Od redakcji: Amerykańscy autorzy, Richard Breitman and Norman J.W. Goda, opublikowali w 2010 roku książkę pt. „Cień Hitlera. Nazistowscy zbrodniarze wojenni, wywiad amerykański i Zimna Wojna”.
Jak piszą we wstępie: „Świeżo ujawnione dokumenty Armii Amerykańskiej i CIA zawierają wiele tysięcy stron informacji o ich nazistowskich współpracownikach podczas i po drugiej wojnie światowej. Są szczególnie bogate w materiały dotyczące związków Sprzymierzonych z ukraińskimi organizacjami nacjonalistycznymi po 1945”.
Dokumenty te potwierdzają to, co było wiadome od dawna – ukraińscy zbrodniarze spod znaku OUN-UPA zostali po wojnie przejęci przez zachodnie wywiady i dzięki temu uniknęli sprawiedliwości. Co więcej, z czasem stali się szanowanymi „demokratami”. W omawianej książce ujawniono skalę i zakres tej współpracy, która jest haniebnym przykładem tzw. podwójnych standardów stosowanych przez Zachód. Książka ta jest także dowodem, że tzw. propaganda komunistyczna w PRL w stosunku do UPA, którą jakże ochoczo piętnują obecni w Polsce postupowcy i ich sojusznicy, wcale nie była propagandą.

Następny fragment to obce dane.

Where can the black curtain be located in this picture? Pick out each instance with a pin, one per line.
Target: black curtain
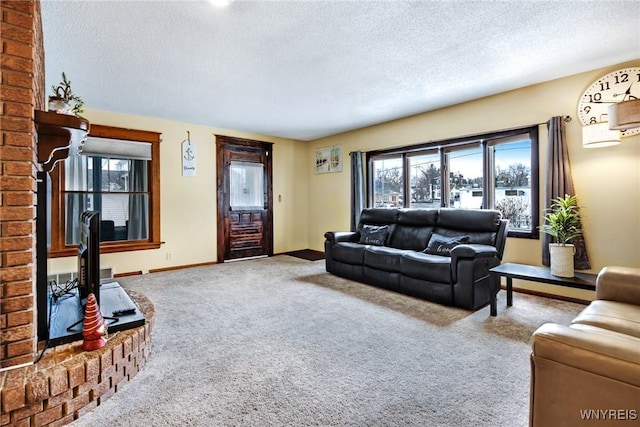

Poniżej przypominamy fragment książki (rozdział V) poświęcony związkom Stepana Bandery (1909-1959) z zachodnimi wywiadami, w tym z wywiadem zachodnioniemieckim. Z materiału wynika, że istniały co do osoby Bandery poważne różnice między poszczególnymi wywiadami, CIA była sceptyczna, i wołała współpracować z innymi frakcjami OUN, a MI6 i BND entuzjastyczne. Uwaga – ze względów praktycznych zrezygnowaliśmy z zamieszczenia bardzo obszernych przypisów. Gros wykorzystanych przez autora materiałów znajduje się w The National Archives and Records Administration (NARA). Oto tekst:
„CIC (amerykański kontrwywiad wojskowy) jako pierwszy zainteresował się Stepanem Banderą we wrześniu 1945. CIC przesłuchiwał członków oddziałów UPA, które docierały do amerykańskiej strefy okupacyjnej w Niemczech, odnośnie wojskowej sytuacji na zachodniej Ukrainie, struktury jednostek UPA, ich kontaktów w amerykańskiej strefie i ich związków z samym Banderą.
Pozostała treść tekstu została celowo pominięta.